Comment 14 Martin George 2007-07-23 09:41:34 UTC
Ben, I'll get back to you on this.
Comment 15 Ben Marzinski 2007-08-03 02:08:24 UTC
There are a bunch of new printouts going into 4.6 to help locate this problem, but the fix will not make 4.6.
Comment 17 Ben Marzinski 2007-10-10 19:14:11 UTC
Please let me know when you recreate this problem.
Comment 18 Martin George 2007-10-10 19:29:20 UTC
Comment 21 Tom Coughlan 2008-01-28 14:33:15 UTC
(In reply to comment #15) > There are a bunch of new printouts going into 4.6 to help locate this problem, > but the fix will not make 4.6. Netapp has not been able to reproduce this so far. They will test 4.7 beta.

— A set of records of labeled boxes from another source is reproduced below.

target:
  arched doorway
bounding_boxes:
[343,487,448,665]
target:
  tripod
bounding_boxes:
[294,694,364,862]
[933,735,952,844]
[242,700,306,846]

If the problem is not seen there, this BZ will be closed.
Comment 24 Andrius Benokraitis 2008-06-03 03:12:15 UTC
NETAPP: Has this been tested on RHEL 4.7? This needs to be tested ASAP.
Comment 25 Martin George 2008-06-05 07:34:08 UTC
We'll test this on RHEL 4.7 and update the bugzilla accordingly. Thanks.
Comment 26 Martin George 2008-06-24 14:59:27 UTC
I've not been able to reproduce this issue. So closing this for now.